Re: Cztery kolorowe maleństwa - dom = ŻYCIE!

PostNapisane: Wto lis 03, 2009 8:35
przez kinga w.
Coś dla czego warto... Porwałam Pierrota. Podstępnie wzięłam go nagle z miejsca na którym spał bo inaczej się nie da - ucieka. Skulił się na kolanach jak zwykle - nie próbował uciekać, ale spięty, zesztywniały przyjmował delikatne głaskanie. Nie syczał przy tym jak zwykle - to już plus. Bałam się poruszyć, głaskałam tylko, trwało to z pół godziny i... Pierrot zaczął mruczeć. Cichutko, bardzo delikatnie, nieśmiało. Taki moment stanowi że warto zapchać maleńkie mieszkanie kociakami, latać ze szmatką nim się nauczą trafiać do kuwety, wstawać w nocy bo któreś puszcza pawia po zbyt obfitej kolacji zjedzonej zachłannie bo przecież zawsze brakowało jedzenia i trzeba na zapas... Taka chwila sprawia że nawet jeśli przed chwilą miałam wrażenie nieogarniania tego całego kociego bałaganu, to teraz wiem że warto i damy radę.

takie maleńkie serce
takie drobne
bijące szybko
odrobiną lęku
i wolą przetrwania
życie w szarych oczkach
potrzebuje miłości
wtulone w dłoń
całym swoim ciepłem prosi
chroń mnie
przytul i pokochaj
bo przecież jestem po to
żeby dawać miłość
bo przecież już zaufałem

Re: Cztery kolorowe maleństwa - dom = ŻYCIE!

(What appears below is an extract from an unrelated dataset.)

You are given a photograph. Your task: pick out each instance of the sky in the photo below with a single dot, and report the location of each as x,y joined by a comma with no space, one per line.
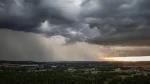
74,30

PostNapisane: Wto lis 03, 2009 9:47
przez kinga w.
zabierz mnie do domu
będę Cię kochał
nie za to co mi dajesz
a dlatego że jesteś
nakarm mnie tylko
pozwól być w ciepłym domu
daj trochę miejsca w sercu
na mój puchaty byt
dla Ciebie to tak niewiele...
dla mnie to całe życie.

Re: Cztery kolorowe maleństwa - dom = ŻYCIE!

PostNapisane: Wto lis 03, 2009 10:17
przez Bungo
Domku - kociaki są u Kingi, ale zostać tu nie mogą :(
Kinga w tej chwili ma w kawalerce 5 rezydentów i pięć malutkich tymczasików. Zabrała kociaki z działek, bo w przeciwnym razie już by nie żyły. Ale one muszą znaleźć domki i to szybko.
Pomóżcie kociakom - pomóżcie Kindze.